Finally, there is my typically unstated skin in the game. By that, I mean the ramifications of being black. At every company I’ve worked at as a data scientist, I was always the first (or only) black data scientist. We can endlessly discuss the reasons for this, but nonetheless, these realities motivate us toward “constant vigilance.” We have a felt sense that we must work extra hard to get a seat at any table we want to eat at. Such extra efforts exacerbate the issue of needing to learn more with less time.

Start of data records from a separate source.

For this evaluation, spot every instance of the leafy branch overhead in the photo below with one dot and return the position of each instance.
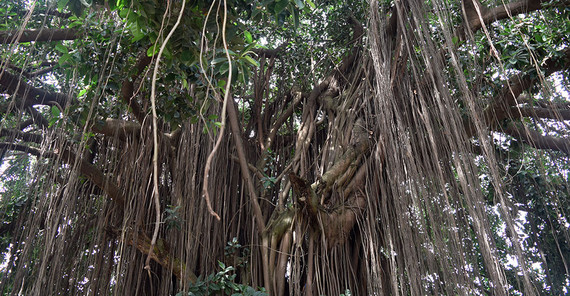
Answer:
(346, 147)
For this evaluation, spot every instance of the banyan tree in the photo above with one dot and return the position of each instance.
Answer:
(284, 147)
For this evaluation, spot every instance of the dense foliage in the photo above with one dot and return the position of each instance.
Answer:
(284, 147)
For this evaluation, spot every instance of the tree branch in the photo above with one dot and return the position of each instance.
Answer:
(7, 37)
(536, 112)
(13, 85)
(500, 108)
(116, 127)
(536, 140)
(127, 89)
(85, 168)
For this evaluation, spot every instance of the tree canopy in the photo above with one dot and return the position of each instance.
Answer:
(284, 147)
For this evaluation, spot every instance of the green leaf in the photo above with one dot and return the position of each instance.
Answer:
(280, 5)
(55, 112)
(61, 4)
(61, 48)
(248, 37)
(64, 58)
(313, 6)
(83, 92)
(152, 50)
(251, 61)
(218, 60)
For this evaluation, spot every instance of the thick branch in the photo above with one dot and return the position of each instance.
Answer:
(11, 36)
(536, 140)
(127, 90)
(475, 12)
(85, 168)
(16, 134)
(116, 127)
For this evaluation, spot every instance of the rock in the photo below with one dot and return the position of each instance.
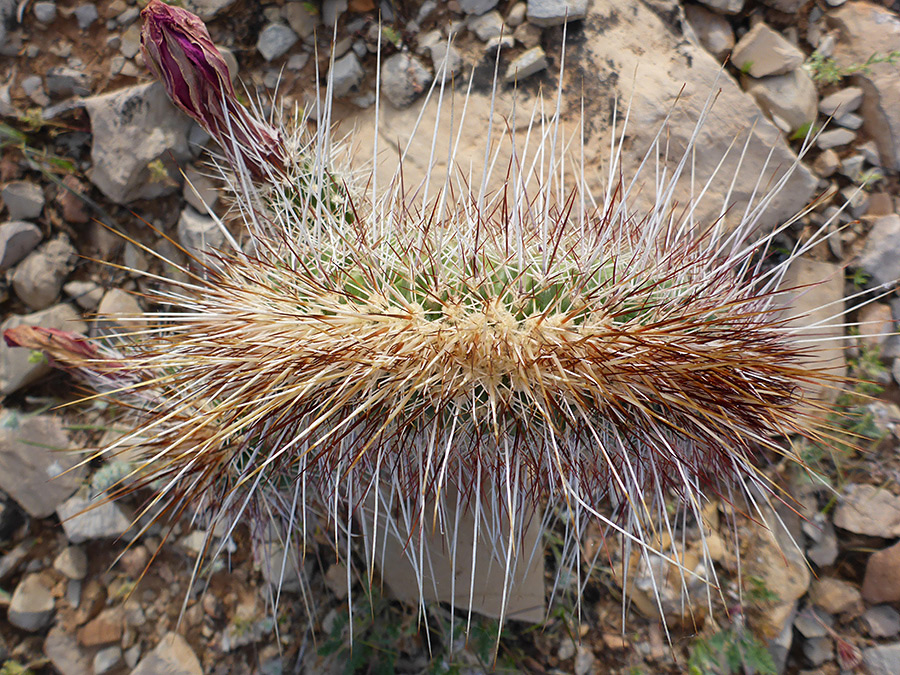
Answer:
(844, 100)
(299, 18)
(207, 9)
(763, 52)
(63, 651)
(45, 12)
(38, 279)
(827, 163)
(555, 12)
(792, 97)
(173, 656)
(332, 10)
(725, 6)
(818, 650)
(33, 471)
(18, 367)
(477, 6)
(882, 659)
(86, 294)
(104, 629)
(107, 659)
(881, 582)
(869, 510)
(818, 301)
(881, 621)
(823, 550)
(880, 257)
(487, 26)
(86, 15)
(17, 239)
(275, 40)
(71, 562)
(527, 64)
(198, 234)
(24, 200)
(137, 133)
(516, 16)
(403, 78)
(836, 596)
(834, 138)
(31, 607)
(528, 35)
(346, 74)
(84, 519)
(867, 29)
(813, 622)
(713, 30)
(444, 52)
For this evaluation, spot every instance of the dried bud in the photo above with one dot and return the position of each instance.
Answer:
(179, 51)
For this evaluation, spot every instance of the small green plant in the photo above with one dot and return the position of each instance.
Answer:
(732, 651)
(828, 71)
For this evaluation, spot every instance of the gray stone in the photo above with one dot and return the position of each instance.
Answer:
(45, 12)
(332, 10)
(62, 81)
(446, 60)
(207, 9)
(31, 607)
(38, 279)
(198, 233)
(763, 52)
(881, 621)
(107, 659)
(173, 656)
(556, 12)
(792, 97)
(24, 200)
(813, 622)
(64, 652)
(134, 128)
(835, 138)
(712, 29)
(346, 74)
(516, 16)
(403, 78)
(527, 64)
(865, 30)
(18, 367)
(84, 519)
(827, 163)
(86, 15)
(477, 6)
(71, 562)
(33, 469)
(882, 659)
(725, 6)
(275, 40)
(487, 26)
(86, 294)
(131, 42)
(869, 510)
(17, 239)
(844, 100)
(299, 18)
(850, 121)
(880, 257)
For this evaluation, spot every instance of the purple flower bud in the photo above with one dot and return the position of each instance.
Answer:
(180, 53)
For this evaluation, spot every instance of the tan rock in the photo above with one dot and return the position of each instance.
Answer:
(881, 582)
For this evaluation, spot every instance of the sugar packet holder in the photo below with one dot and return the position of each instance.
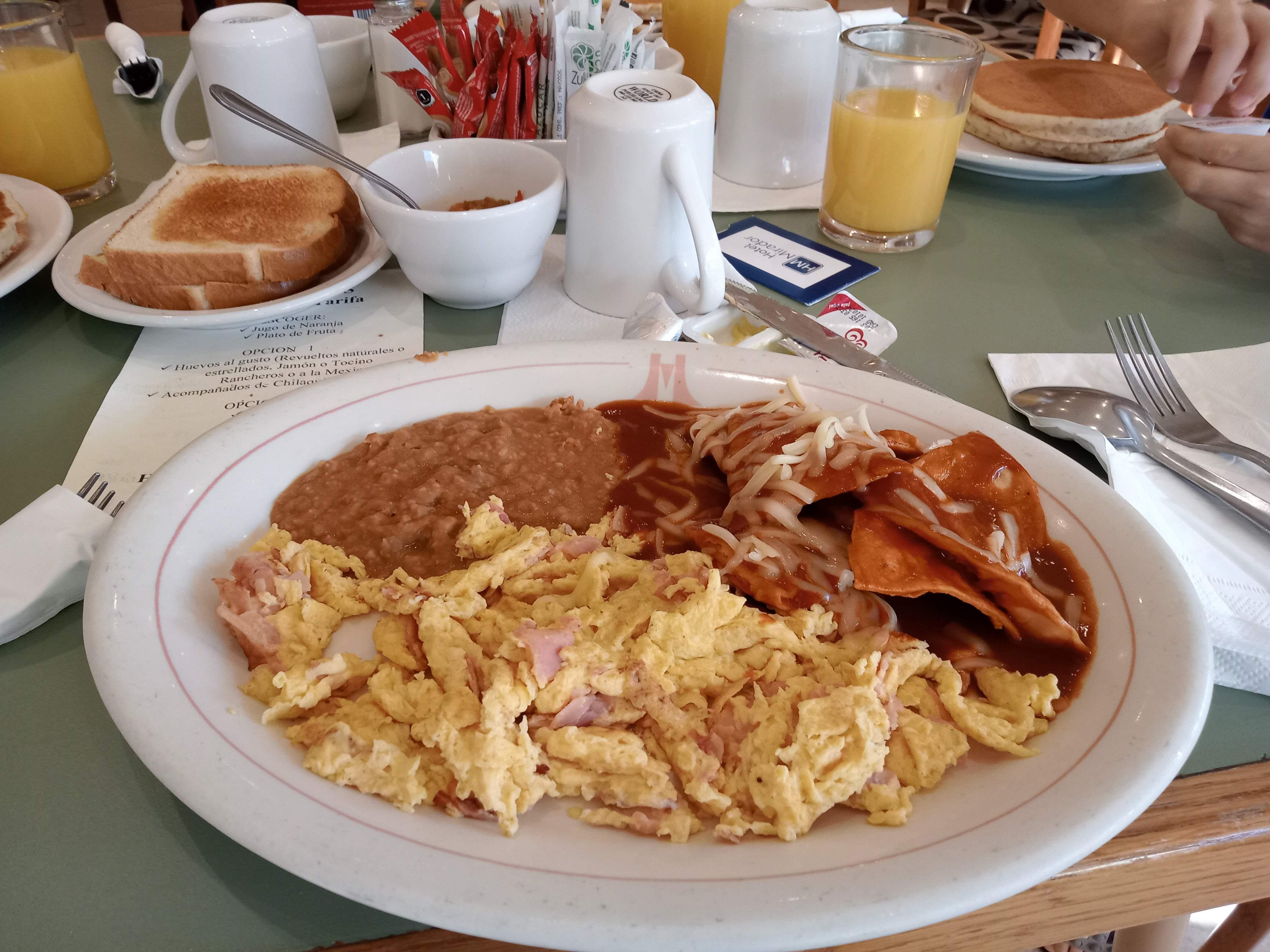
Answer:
(45, 555)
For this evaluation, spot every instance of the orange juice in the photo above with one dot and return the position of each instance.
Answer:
(698, 28)
(891, 157)
(50, 131)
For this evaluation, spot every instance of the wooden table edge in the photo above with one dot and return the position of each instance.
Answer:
(1206, 842)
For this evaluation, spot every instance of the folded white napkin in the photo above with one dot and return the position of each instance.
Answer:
(1225, 555)
(45, 554)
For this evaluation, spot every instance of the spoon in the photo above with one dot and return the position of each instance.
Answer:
(1127, 427)
(253, 114)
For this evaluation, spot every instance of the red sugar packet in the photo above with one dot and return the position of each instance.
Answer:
(495, 122)
(487, 35)
(470, 106)
(515, 85)
(422, 37)
(459, 40)
(529, 128)
(427, 96)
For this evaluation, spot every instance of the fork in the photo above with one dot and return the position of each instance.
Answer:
(97, 496)
(1156, 388)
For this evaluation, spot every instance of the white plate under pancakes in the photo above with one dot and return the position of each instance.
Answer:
(168, 672)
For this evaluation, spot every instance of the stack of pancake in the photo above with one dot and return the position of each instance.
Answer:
(1075, 110)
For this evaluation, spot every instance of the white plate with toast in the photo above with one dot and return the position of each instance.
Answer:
(175, 279)
(40, 230)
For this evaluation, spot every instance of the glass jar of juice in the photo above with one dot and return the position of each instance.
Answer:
(698, 28)
(900, 106)
(50, 131)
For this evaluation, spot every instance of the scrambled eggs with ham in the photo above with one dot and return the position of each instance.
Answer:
(561, 665)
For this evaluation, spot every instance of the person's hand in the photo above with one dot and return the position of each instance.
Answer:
(1202, 51)
(1230, 175)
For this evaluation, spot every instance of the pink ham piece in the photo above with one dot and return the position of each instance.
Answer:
(581, 712)
(577, 546)
(243, 608)
(546, 644)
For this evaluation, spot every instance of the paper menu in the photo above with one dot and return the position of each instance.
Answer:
(180, 384)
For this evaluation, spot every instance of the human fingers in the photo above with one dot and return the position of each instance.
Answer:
(1227, 44)
(1184, 37)
(1243, 153)
(1255, 84)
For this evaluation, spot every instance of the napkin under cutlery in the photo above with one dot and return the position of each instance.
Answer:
(1226, 558)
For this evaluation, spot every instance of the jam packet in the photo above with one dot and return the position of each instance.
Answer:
(422, 37)
(853, 319)
(426, 93)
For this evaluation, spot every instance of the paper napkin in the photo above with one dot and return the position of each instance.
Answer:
(1226, 558)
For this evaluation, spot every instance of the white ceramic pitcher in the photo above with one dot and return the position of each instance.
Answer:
(268, 54)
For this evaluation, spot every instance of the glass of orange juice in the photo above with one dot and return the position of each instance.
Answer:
(898, 108)
(698, 28)
(50, 131)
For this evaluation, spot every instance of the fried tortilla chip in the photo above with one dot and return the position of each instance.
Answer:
(893, 561)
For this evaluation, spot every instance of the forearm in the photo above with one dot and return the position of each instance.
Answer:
(1103, 18)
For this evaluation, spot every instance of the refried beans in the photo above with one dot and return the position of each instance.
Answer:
(397, 498)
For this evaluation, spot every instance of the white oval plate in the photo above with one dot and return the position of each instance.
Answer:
(977, 155)
(168, 673)
(368, 258)
(49, 223)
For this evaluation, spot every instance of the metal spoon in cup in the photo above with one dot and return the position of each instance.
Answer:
(253, 114)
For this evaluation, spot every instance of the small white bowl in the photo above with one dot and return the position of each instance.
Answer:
(468, 259)
(345, 52)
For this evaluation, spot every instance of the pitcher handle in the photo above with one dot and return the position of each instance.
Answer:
(168, 122)
(704, 294)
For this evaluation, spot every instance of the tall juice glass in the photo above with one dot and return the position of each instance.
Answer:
(50, 131)
(898, 110)
(698, 28)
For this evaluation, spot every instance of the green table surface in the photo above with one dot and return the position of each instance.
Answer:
(97, 855)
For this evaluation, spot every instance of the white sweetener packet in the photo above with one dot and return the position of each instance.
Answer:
(1228, 126)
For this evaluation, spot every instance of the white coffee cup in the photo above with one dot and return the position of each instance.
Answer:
(776, 93)
(639, 172)
(345, 51)
(268, 54)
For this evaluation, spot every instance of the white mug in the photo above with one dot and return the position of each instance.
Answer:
(776, 93)
(267, 54)
(345, 51)
(639, 167)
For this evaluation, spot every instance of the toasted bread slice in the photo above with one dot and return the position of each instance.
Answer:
(13, 226)
(237, 225)
(211, 296)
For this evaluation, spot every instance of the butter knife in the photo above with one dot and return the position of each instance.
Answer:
(810, 333)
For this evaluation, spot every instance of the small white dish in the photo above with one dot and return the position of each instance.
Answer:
(168, 675)
(468, 259)
(368, 258)
(49, 224)
(345, 51)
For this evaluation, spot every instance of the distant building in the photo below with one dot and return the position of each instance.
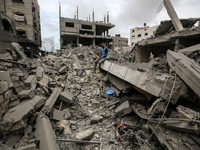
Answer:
(74, 31)
(26, 16)
(7, 29)
(140, 33)
(119, 41)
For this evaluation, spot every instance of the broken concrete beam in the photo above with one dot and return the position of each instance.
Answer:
(187, 69)
(15, 118)
(140, 79)
(31, 82)
(172, 140)
(187, 51)
(26, 94)
(58, 115)
(85, 135)
(184, 127)
(51, 101)
(186, 113)
(67, 97)
(45, 134)
(123, 109)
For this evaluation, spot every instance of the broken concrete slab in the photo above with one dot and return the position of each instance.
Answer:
(26, 94)
(51, 101)
(96, 118)
(31, 82)
(186, 113)
(45, 134)
(13, 140)
(187, 69)
(67, 97)
(85, 135)
(58, 115)
(187, 51)
(123, 109)
(15, 118)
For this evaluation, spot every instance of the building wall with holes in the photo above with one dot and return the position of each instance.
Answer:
(26, 16)
(140, 33)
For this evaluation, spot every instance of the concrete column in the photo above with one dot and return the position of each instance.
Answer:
(77, 42)
(93, 42)
(173, 15)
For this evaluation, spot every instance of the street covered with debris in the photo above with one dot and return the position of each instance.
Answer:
(145, 97)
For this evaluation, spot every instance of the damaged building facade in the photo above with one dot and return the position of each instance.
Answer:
(75, 31)
(26, 16)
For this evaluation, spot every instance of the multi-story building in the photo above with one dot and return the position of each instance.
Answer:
(75, 31)
(140, 33)
(26, 16)
(119, 41)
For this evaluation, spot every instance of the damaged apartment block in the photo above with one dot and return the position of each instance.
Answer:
(26, 17)
(75, 31)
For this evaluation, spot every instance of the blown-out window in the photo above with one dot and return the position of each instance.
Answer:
(19, 17)
(6, 25)
(21, 33)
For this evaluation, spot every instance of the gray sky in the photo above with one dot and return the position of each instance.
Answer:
(125, 14)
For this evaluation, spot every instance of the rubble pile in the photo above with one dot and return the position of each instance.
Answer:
(55, 102)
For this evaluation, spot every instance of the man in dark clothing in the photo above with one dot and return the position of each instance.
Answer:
(102, 57)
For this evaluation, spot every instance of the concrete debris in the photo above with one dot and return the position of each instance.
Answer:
(54, 102)
(123, 109)
(85, 135)
(67, 97)
(31, 82)
(45, 134)
(51, 101)
(26, 94)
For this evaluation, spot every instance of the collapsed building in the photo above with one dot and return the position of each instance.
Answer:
(26, 17)
(75, 31)
(54, 102)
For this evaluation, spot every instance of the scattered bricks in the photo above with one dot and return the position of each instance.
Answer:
(95, 104)
(58, 115)
(3, 86)
(26, 94)
(123, 109)
(67, 97)
(62, 70)
(13, 140)
(85, 135)
(31, 82)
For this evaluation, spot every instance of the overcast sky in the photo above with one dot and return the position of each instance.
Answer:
(125, 14)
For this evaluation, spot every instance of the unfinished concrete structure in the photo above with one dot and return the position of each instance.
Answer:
(119, 41)
(7, 29)
(140, 33)
(26, 16)
(75, 31)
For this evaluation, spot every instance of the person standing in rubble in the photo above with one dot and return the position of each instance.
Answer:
(102, 57)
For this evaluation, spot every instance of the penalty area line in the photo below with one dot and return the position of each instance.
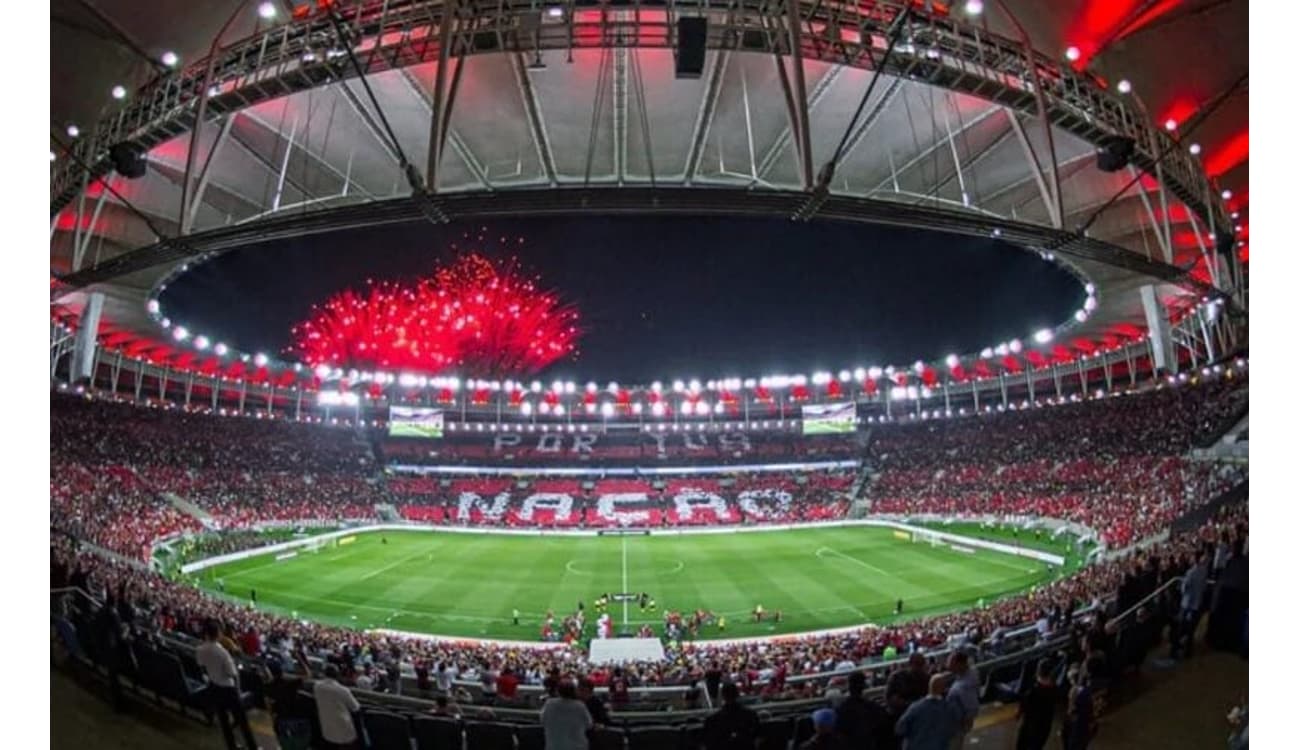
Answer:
(823, 551)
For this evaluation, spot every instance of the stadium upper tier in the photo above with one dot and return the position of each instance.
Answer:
(1114, 464)
(965, 130)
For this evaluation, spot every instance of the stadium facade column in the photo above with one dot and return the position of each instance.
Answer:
(83, 345)
(115, 372)
(1164, 358)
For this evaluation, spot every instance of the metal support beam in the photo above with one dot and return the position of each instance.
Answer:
(206, 174)
(705, 116)
(794, 24)
(536, 126)
(446, 26)
(1051, 202)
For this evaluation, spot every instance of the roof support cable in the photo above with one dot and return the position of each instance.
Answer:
(419, 190)
(827, 172)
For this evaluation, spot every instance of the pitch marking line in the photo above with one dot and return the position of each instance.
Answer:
(570, 567)
(625, 579)
(823, 551)
(393, 564)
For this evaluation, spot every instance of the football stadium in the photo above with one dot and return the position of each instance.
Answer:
(683, 375)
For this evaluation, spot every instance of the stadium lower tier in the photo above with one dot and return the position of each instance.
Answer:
(155, 605)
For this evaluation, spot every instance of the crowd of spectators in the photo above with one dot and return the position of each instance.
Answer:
(1117, 465)
(156, 606)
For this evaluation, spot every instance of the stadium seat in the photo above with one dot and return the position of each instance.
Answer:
(433, 733)
(489, 736)
(388, 731)
(802, 729)
(655, 738)
(607, 738)
(775, 735)
(531, 737)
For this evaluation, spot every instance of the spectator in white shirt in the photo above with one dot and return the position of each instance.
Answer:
(336, 706)
(222, 686)
(566, 720)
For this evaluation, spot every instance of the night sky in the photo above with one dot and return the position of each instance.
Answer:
(674, 297)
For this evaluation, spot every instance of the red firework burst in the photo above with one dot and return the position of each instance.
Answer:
(475, 316)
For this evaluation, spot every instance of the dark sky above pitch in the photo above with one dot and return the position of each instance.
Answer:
(675, 297)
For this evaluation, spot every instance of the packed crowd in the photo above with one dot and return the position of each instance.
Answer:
(622, 502)
(1114, 465)
(116, 468)
(671, 447)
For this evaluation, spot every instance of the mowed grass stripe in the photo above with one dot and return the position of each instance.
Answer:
(468, 584)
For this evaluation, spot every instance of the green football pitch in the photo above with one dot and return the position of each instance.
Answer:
(455, 584)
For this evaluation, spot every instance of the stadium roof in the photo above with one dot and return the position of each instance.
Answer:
(575, 107)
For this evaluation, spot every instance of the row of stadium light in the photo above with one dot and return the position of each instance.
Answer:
(1207, 373)
(183, 336)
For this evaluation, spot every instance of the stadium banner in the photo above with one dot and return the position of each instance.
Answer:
(415, 423)
(830, 419)
(599, 472)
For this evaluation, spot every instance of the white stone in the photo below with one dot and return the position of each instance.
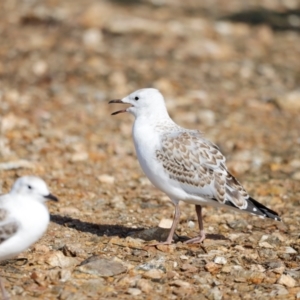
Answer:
(165, 223)
(220, 260)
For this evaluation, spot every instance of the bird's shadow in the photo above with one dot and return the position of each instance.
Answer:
(122, 231)
(97, 229)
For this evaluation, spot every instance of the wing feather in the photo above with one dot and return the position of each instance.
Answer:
(8, 226)
(199, 167)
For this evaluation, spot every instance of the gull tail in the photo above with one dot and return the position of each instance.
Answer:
(263, 210)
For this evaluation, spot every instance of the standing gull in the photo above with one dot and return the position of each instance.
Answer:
(182, 163)
(24, 217)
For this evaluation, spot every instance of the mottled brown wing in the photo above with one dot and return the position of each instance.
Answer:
(7, 227)
(194, 162)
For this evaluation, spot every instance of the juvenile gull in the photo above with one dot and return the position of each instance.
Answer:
(182, 163)
(24, 217)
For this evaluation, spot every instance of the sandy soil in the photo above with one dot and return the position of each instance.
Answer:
(62, 61)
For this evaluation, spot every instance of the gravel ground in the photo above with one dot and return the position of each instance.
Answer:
(61, 61)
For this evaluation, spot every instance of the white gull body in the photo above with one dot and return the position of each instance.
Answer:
(182, 163)
(24, 217)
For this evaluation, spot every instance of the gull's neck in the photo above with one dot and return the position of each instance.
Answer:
(158, 120)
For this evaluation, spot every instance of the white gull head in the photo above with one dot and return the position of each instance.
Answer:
(145, 102)
(32, 186)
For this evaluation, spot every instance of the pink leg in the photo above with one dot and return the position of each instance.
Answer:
(172, 230)
(201, 237)
(5, 295)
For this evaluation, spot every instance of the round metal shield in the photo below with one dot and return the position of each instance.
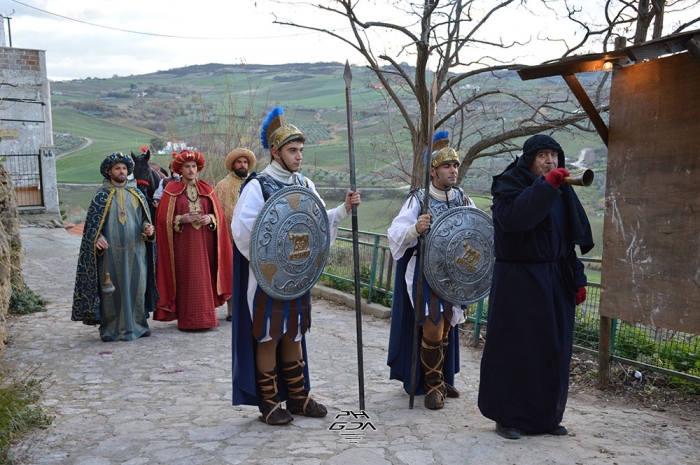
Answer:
(459, 255)
(290, 242)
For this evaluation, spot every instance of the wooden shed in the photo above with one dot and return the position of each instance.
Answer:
(651, 238)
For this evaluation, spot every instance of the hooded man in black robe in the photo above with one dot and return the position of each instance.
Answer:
(537, 283)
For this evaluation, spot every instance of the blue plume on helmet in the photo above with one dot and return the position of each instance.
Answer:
(438, 136)
(274, 114)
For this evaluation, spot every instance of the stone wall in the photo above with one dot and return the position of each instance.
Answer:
(27, 127)
(10, 249)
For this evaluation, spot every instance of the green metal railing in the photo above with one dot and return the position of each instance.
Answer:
(668, 352)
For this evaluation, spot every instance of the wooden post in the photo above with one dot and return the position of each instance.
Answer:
(604, 354)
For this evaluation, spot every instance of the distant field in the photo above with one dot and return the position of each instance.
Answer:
(83, 167)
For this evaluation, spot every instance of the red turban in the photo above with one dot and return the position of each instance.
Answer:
(185, 156)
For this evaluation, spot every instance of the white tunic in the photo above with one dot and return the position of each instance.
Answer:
(249, 205)
(402, 236)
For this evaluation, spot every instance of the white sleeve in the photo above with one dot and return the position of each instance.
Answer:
(402, 233)
(249, 205)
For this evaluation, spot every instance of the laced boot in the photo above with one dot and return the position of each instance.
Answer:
(431, 360)
(299, 401)
(450, 391)
(270, 406)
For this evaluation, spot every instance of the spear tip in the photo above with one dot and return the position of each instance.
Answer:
(347, 74)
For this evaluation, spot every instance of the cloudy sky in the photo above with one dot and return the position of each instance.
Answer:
(103, 38)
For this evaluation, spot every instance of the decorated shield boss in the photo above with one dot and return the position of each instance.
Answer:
(290, 242)
(459, 255)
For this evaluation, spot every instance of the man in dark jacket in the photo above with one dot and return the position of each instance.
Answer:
(537, 282)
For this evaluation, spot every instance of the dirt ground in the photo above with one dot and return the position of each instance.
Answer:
(658, 415)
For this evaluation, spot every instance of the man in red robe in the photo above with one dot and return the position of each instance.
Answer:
(194, 249)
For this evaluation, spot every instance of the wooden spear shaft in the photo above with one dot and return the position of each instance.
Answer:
(347, 75)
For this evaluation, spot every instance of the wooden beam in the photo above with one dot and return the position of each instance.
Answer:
(693, 46)
(588, 106)
(572, 65)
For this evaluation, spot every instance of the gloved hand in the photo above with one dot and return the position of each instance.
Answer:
(580, 295)
(556, 177)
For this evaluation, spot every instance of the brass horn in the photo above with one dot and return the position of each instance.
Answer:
(584, 178)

For example, distinguished engineer2 Kelsey Hightower notes that:
growing up, I was always taught I got to be twice as good.
That’s a real thing for those that don’t know, right.
Your parents tell you, you got to be twice as good.
What they were trying to get me to understand,
I believe, is I had to hedge against all the hidden obstacles.
—24:40 to 25:00
My parents, like many other black parents in the United States, always said the same thing. To be clear, such instructions are hyperbole. There are many people producing a ton of great work, e.g. Sayak, Dr. Kozodoi, and lots more. It is therefore difficult to specify what twice as good looks like, much less how to produce it on a budget of 168 hours per week. The underlying encouragement, to paraphrase computer science professor Cal Newport, is to be “so good they can’t ignore you” while accounting for additional hurdles from (unconscious) bias.
Constraint acceptance
Above, we provide a multi-layered view of expected challenges to pursuing a career in data science. What can we do about them? The first thing we can do is accept that coping with these challenges imposes constraints on our life. In particular, there are multiple such social constraints.
First, our aforementioned industry and personal realities will necessitate that we use our time differently from most of our existing friends and family. We will need to allocate many hours to “extra-curricular” studying, far more than typically expected after one earns a PhD. We will be less available than otherwise expected or wished. To help maintain morale, we will benefit from clearly noting exactly why we’re signing up for such a monastic lifestyle. This will be particularly helpful when we encounter unexpected technical difficulties alone.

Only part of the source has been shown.